In one small study that looked at the efficacy of both chemical and natural cleaning products, 6 percent vinegar was found to be antimicrobial and decreased the presence of Staphylococcus aureus and E. coli—but not nearly as effectively as chemical products like Clorox and Lysol. And you need to allow at least a half hour of exposure. Another study found that after 30 minutes, a 6 percent acetic acid efficiently killed the bacteria M. tuberculosis. What's more, 10 percent malt vinegar could be useful in killing influenza viruses, a 2010 paper found.
While these results are promising, we need more research on what specific types of vinegar, and at what percent acidity, is effective at killing a substantial amount of germs. It's also important to note that vinegar is *not* on the list of the EPA's certified disinfectants. All in all, it's best to only use vinegar for disinfectant purposes in the context of food preperation—and not to clean germs off surfaces or, say, clean wounds or treat bodily infections *if* you can use a chemical cleaner instead.
But I've got nothing else! What type of vinegar would be the best disinfectant in this case?
“The most commonly used form would be white vinegar,” says Dr. Taege. This is because of white vinegar tends to be the most acidic, between 4 to 7 percent acetic acid, while cider and wine vinegars are usually closer to 5 to 6 percent acetic acid. But that doesn’t make other vinegars totally useless. “Others can work because they have acetic acid as a base as well,” he adds, but they may be less effective.
If you’re looking to make your own disinfecting solution at home (again, pros recommend going the chemical route if you can), combine vinegar with water in a 1:1 solution, according to the National Sanitation Foundation (NSF). Vinegar can be used on surfaces such as glass, windows, walls, cupboards, floors, sinks, stovetops and coffee makers. But it shouldn’t be used on surfaces like natural stone, waxed wood, cast iron or aluminum.
Also, a vinegar cleaning solution won’t cut it for surfaces with a high risk of food contamination, like cutting boards and the shelves/drawers if your refrigerator. For those, the NSF suggests using a bleach solution. It also notes that you should *never* combine vinegar with bleach or hydrogen peroxide, as it can create toxic vapors. Yikes.
What disinfectants should I use instead of vinegar?
You're better off using common commercial disinfectants, including Clorox, Lysol, Mr. Clean products, Purell disinfecting products (like the wipes), and ethanol (aka rubbing alcohol), studies show. For a complete list of the products that the EPA has registered as effective disinfectants and sterilizers for different types of bacteria and pathogens, head here.

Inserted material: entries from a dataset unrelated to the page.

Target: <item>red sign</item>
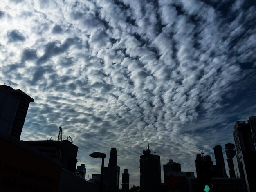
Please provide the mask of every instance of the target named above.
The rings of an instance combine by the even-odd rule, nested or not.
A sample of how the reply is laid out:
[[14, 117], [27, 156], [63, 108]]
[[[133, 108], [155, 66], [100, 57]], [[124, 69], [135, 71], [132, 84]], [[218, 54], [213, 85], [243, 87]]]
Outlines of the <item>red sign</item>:
[[171, 188], [175, 186], [179, 183], [180, 181], [172, 174], [169, 176], [165, 181]]

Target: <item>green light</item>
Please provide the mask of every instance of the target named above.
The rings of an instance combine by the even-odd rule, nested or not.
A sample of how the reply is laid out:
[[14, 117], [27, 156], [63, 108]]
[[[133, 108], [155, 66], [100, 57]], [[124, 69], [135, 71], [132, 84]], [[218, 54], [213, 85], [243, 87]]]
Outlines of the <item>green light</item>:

In addition, the Centers for Disease Control and Prevention (CDC) states that diluted household bleach solutions and alcohol solutions with at least 70 percent alcohol are effective in combatting viruses.
The bottom line: While it may not hurt to try out a vinegar solution to kill germs, chemical solutions have been studied more in depth and proven to be much more effective at killing different types of bacteria and viruses.